Sa vision de l’humanitaire fait l’objet d’un certain nombre de moqueries et rares sont ceux qui chercheraient conseil en matière de compassion auprès d’un homme qui a orchestré les attentats du 11 septembre 2001 qui ont fait plus de 3 000 morts à New York. 

Pourtant, les organisations humanitaires qui cherchent à venir en aide aux plus démunis dans des zones qui se trouvent sous l’emprise d’activistes islamistes pourraient tirer quelques leçons de ces réflexions.

1. Même l’islamisme radical reconnaît l’importance de l’aide humanitaire 

Les principes humanitaires font partie intégrante du droit et des traditions islamiques. L’aumône est une obligation religieuse annuelle et le Coran, livre saint des musulmans, défend le droit des nécessiteux à recevoir de l’aide. 

Les écrits de M. Ben Laden reflètent sa connaissance de ces traditions. Dans un document non daté, possiblement rédigé après les inondations de 2010 au Pakistan, l’ancien chef d’Al-Qaida ne se montrait pas foncièrement hostile à l’aide humanitaire. Il en soulignait au contraire l’importance. S’il qualifiait d’arrogante la croyance laïque selon laquelle les catastrophes pourraient être évitées (puisqu’il estimait que celles-ci étaient la volonté de Dieu), il jugeait que les efforts des secours étaient insuffisants, que l’aide humanitaire serait « toujours cruciale » et qu’il fallait en améliorer la qualité, les méthodes et les délais. 

Pour M. Ben Laden, les organisations humanitaires prenaient manifestement parti dans le conflit, et ce malgré leurs obligations. Dans certains cas, le droit humanitaire international lui donne raison.
Certains spécialistes de l’Islam considèrent que la place centrale accordée au droit des pauvres à recevoir de l’aide dans le droit islamique impose aux combattants musulmans en situation de conflit d’apporter de l’aide eux-mêmes ou de permettre à d’autres de le faire, ouvrant ainsi la voie à l’acceptation des oeuvres d’aide humanitaire internationales. La tradition islamique de l’amân, sorte de sauf-conduit en terres musulmanes, permet aux travailleurs humanitaires de négocier des promesses de sécurité dans les territoires contrôlés par des groupes musulmans. 
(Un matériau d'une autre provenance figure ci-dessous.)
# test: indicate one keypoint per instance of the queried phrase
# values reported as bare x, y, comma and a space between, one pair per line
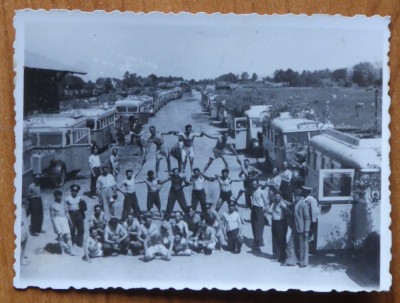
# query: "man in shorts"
61, 223
161, 148
153, 192
151, 237
187, 138
219, 150
206, 239
248, 174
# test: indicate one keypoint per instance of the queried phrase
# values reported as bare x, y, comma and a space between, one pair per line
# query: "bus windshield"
298, 137
257, 122
46, 140
121, 109
90, 123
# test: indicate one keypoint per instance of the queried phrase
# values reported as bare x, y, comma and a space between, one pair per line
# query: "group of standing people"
184, 232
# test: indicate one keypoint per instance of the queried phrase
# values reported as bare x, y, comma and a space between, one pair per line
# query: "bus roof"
291, 125
129, 102
54, 121
94, 112
257, 111
353, 152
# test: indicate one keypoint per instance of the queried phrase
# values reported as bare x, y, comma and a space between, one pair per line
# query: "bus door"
79, 149
240, 126
335, 219
143, 114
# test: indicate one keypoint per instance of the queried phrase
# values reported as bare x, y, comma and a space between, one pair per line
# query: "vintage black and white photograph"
202, 151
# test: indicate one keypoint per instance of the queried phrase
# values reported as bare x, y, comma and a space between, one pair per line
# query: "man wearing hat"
73, 203
95, 169
35, 206
298, 218
61, 222
106, 189
232, 228
314, 212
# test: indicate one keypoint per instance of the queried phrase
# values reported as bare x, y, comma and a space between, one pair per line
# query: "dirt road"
222, 269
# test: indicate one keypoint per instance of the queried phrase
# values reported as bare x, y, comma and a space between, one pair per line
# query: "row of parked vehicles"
57, 145
343, 166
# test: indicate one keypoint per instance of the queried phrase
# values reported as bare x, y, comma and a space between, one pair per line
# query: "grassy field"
343, 106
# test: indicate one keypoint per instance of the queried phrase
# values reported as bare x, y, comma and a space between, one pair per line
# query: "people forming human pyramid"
186, 232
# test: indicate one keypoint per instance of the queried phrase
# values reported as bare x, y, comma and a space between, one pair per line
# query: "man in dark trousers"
73, 202
35, 206
259, 202
178, 182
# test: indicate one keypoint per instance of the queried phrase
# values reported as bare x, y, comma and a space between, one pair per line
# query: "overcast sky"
201, 46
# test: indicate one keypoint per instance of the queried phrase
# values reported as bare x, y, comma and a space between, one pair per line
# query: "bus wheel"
60, 180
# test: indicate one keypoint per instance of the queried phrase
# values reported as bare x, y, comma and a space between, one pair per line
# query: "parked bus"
101, 123
286, 139
344, 169
27, 149
61, 146
129, 108
248, 129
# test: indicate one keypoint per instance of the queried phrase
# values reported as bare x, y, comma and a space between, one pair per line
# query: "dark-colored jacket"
302, 218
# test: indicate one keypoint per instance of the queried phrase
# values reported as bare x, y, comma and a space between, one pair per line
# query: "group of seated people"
178, 236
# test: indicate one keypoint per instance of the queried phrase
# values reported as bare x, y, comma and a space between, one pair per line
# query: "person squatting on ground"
95, 169
248, 173
198, 192
299, 223
279, 226
225, 187
74, 205
132, 227
178, 182
116, 240
61, 223
206, 239
130, 197
153, 192
107, 192
151, 237
93, 247
219, 150
232, 228
161, 148
35, 206
98, 221
259, 203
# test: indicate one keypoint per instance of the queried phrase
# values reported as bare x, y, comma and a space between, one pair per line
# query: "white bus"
60, 146
344, 169
248, 129
129, 108
286, 139
101, 123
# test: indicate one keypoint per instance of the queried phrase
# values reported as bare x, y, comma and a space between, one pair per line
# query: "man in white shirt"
95, 170
232, 228
314, 212
259, 202
130, 201
106, 190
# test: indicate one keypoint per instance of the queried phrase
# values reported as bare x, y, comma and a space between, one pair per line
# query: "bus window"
120, 109
50, 140
336, 184
90, 123
298, 137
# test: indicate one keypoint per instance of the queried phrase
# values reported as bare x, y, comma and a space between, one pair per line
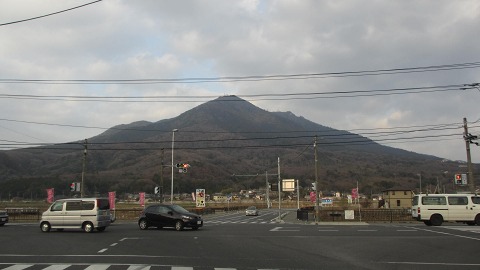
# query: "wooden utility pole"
470, 177
317, 187
161, 178
82, 186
M. Ben Laden appelait à la mise en place d’une organisation de secours qui ne se limiterait pas à une assistance temporaire pour répondre aux « conséquences fréquentes, diverses et massives du changement climatique », ce qu’on appellerait renforcement de la résilience dans le jargon humanitaire. Cependant, même s’il ne l’a pas explicitement écrit, le ton de son texte laisse entendre qu’il aurait fallu qu’une telle organisation soit non seulement musulmane, mais qu’elle réponde en outre à d’autres critères pour être légitime à ses yeux. 

2. L’aide fournie par des musulmans n’est pas à l’abri des critiques 

Conscientes de leur besoin de légitimité et d’acceptation au niveau local, de nombreuses organisations humanitaires intervenant dans des régions où des militants islamistes sont présents ont engagé du personnel musulman parlant la langue locale et connaissant les cultures et dynamiques du lieu. Dans son texte, M. Ben Laden semblait cependant affirmer que même les musulmans pouvaient être traités avec dédain et suspicion. 

Il mentionnait notamment le siège d’une organisation caritative à Londres « se prétendant islamique », obligée par les normes des Nations Unies de distribuer de l’aide à des non-musulmans et dont le personnel féminin au Pakistan travaillait aux côtés des hommes, maquillées et en pantalon moulant. 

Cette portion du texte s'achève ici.